Verizon (VZ -0.91%) is coming off a terrific 2012. Sales and free cash flows are running at record highs; the margin damage that followed from introducing the Apple (AAPL 0.94%) iPhone in 2011 has been repaired; and the stock has crushed its fellow Dow Jones (^DJI -0.18%) components lately:

VZ Total Return Price Chart

VZ Total Return Price data by YCharts.

So, what's in store for 2013? Can Big Red stay strong and deliver another year of terrific shareholder returns?

The industry is changing at breakneck speed. Smaller rival T-Mobile USA and MetroPCS (TMUS 0.09%) are merging in an attempt to create economies of scale. Troubled third-place network Sprint Nextel (S) is set to get a new lease on life if Japanese peer Softbank's pending bid for a 70% stake in the company is approved. Sprint could end up with the strongest wireless spectrum assets in the industry if everything works out -- its own bid for Clearwire (NASDAQ: CLWR) depends on regulatory approval and Softbank's cash.

So, the earth is moving under Verizon and AT&T's (T 1.42%) feet. Assuming that all of these pending transactions clear their approval hurdles and become reality, the wireless industry will look very different by the end of 2013.

But this isn't Verizon's first rodeo. The company managed the move from wireline to wireless just fine, becoming a nationwide giant in the process.
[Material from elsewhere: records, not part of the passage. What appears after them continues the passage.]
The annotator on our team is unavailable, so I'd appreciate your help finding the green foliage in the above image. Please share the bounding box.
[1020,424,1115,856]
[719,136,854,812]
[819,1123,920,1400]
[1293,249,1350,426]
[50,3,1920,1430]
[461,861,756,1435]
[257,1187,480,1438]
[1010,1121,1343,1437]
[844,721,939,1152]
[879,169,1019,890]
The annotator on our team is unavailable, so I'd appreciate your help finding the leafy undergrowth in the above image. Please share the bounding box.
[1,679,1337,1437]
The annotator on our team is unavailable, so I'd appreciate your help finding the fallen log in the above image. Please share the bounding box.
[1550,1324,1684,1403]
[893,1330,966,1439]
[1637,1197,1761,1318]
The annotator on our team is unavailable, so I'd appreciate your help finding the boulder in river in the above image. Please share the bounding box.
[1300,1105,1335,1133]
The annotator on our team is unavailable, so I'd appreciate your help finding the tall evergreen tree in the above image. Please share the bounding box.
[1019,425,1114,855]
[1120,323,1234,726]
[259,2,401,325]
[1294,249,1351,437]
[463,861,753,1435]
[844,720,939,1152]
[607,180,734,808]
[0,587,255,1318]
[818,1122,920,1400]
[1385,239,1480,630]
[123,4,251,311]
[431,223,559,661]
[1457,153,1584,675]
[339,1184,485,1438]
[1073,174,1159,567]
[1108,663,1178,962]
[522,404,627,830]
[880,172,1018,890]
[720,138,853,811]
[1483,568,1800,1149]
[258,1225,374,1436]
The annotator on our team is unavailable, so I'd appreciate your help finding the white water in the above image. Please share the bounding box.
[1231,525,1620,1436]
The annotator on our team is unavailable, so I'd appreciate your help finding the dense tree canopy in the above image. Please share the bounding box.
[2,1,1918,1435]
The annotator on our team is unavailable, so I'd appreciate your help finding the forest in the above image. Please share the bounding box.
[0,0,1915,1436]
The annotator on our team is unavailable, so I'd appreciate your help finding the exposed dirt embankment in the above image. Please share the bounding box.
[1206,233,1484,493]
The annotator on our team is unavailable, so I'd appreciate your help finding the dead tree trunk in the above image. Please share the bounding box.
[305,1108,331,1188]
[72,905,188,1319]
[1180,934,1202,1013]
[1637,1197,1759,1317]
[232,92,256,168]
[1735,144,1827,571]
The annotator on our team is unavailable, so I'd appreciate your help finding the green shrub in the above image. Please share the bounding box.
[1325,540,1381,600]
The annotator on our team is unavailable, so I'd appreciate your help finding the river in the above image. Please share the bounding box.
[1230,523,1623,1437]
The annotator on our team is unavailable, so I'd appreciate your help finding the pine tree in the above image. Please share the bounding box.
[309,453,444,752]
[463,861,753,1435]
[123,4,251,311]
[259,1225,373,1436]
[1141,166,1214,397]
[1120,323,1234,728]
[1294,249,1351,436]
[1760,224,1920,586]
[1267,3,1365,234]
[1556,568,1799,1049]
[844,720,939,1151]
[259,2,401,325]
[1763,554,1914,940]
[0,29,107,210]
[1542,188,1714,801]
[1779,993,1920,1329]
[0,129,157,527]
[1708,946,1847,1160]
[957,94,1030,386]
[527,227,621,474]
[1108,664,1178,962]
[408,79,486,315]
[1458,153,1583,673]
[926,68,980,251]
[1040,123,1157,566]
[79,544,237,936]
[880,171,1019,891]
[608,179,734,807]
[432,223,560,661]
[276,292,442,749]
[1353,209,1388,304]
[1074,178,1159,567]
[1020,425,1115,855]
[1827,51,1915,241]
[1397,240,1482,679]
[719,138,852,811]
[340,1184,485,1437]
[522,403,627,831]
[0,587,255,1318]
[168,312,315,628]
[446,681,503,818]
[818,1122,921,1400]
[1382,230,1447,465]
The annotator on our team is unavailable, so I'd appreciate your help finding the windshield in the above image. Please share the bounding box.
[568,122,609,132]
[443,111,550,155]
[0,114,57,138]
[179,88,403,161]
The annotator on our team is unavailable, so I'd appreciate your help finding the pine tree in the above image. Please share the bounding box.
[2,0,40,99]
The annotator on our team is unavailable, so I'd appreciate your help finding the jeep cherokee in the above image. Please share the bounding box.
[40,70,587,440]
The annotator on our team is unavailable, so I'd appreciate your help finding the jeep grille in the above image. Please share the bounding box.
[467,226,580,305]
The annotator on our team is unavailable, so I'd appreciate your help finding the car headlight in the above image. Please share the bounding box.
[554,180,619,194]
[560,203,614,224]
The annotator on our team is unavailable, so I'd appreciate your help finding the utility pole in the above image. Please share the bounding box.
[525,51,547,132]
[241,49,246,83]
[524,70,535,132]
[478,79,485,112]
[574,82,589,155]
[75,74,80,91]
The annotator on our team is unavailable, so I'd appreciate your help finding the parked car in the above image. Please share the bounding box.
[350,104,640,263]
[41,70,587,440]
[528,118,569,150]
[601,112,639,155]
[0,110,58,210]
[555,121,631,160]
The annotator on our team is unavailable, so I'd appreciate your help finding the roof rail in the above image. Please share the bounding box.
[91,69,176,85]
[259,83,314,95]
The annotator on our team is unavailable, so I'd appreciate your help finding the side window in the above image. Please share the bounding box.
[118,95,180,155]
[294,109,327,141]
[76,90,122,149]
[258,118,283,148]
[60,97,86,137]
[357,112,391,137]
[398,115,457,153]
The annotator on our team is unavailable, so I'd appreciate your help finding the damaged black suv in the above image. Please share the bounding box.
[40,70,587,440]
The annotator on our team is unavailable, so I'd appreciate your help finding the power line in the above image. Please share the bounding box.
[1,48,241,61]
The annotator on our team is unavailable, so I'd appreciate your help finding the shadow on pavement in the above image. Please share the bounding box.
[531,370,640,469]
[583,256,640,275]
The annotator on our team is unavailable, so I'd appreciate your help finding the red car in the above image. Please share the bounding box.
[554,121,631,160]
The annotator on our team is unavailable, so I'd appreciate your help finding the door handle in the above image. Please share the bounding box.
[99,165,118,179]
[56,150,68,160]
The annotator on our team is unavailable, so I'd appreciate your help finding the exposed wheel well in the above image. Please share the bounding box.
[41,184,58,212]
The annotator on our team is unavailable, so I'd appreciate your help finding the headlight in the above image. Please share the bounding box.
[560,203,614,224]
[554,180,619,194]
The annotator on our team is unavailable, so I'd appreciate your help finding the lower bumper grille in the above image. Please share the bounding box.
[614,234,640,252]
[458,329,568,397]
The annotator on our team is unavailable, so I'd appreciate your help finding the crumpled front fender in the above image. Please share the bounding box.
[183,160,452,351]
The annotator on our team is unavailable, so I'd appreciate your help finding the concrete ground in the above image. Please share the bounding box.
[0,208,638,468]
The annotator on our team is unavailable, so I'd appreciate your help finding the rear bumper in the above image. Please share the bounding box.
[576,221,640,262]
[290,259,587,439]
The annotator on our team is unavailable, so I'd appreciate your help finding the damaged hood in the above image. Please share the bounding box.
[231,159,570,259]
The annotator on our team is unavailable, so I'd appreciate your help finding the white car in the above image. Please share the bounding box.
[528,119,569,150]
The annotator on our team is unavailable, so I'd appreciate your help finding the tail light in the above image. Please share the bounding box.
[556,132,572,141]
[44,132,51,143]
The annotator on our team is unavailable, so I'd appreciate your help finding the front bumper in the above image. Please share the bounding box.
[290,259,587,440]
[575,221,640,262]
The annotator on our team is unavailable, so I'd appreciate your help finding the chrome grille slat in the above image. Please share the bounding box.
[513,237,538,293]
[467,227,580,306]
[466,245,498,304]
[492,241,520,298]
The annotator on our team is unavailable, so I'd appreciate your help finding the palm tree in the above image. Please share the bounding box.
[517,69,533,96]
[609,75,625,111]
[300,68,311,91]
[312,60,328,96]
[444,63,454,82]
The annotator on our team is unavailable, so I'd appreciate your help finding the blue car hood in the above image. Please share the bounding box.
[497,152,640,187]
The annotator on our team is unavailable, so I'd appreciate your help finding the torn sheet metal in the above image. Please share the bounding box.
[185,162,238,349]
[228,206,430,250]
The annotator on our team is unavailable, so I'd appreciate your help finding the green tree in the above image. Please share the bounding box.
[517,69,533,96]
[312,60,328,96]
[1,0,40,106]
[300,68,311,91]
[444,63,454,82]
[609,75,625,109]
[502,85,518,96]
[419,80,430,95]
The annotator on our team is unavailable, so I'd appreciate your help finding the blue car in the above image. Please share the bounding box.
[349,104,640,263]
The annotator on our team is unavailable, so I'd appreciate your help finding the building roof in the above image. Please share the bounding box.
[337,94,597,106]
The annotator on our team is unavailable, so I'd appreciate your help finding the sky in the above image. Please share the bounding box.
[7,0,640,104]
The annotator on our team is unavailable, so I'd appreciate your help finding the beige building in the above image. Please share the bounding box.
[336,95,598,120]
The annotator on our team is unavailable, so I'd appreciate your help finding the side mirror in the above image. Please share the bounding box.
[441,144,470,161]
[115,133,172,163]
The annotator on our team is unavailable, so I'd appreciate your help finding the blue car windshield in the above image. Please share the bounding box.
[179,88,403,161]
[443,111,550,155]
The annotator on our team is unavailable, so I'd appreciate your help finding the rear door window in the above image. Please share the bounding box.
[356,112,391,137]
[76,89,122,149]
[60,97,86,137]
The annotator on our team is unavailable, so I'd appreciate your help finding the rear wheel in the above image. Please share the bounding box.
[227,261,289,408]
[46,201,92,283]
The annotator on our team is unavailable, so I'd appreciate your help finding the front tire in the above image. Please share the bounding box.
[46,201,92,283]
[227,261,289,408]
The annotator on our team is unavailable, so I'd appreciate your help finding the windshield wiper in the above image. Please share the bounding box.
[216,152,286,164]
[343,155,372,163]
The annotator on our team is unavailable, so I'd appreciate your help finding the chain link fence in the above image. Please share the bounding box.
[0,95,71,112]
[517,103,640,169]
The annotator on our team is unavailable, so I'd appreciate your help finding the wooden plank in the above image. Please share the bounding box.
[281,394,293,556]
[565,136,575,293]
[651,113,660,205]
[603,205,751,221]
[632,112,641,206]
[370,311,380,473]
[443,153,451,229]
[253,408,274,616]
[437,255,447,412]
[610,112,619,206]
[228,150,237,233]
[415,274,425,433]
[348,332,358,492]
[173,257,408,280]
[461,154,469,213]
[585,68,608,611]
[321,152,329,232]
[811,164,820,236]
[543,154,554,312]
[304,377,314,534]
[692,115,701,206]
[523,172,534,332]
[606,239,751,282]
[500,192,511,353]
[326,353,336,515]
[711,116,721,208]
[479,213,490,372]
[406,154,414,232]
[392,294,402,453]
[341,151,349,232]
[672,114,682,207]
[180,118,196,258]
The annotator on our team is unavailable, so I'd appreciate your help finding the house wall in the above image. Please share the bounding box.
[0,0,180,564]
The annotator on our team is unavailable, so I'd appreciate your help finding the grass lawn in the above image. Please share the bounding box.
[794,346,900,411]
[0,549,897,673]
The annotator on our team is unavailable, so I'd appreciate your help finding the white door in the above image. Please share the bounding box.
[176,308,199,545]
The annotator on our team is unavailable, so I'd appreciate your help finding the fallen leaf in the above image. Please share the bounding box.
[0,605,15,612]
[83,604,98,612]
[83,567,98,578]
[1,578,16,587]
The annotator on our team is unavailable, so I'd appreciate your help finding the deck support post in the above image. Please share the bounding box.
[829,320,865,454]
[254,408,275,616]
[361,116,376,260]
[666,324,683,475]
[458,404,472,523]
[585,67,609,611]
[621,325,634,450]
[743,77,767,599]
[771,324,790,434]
The sea change from simple talk-only handsets to feature phones and now smartphones didn't bring Big Red down, either -- even if the company was left flat-footed without an iPhone at the start of the smartphone era. Verizon simply found a way to stay in the game.

So maybe we're all moving to low-cost data plans without a voice component, or dropping handset subsidies in favor of more honest pricing. Or perhaps these changes will take years to materialize.

Either way, Verizon has the resources and the street smarts to stay relevant in any market environment. I wouldn't bet against Big Red in 2013.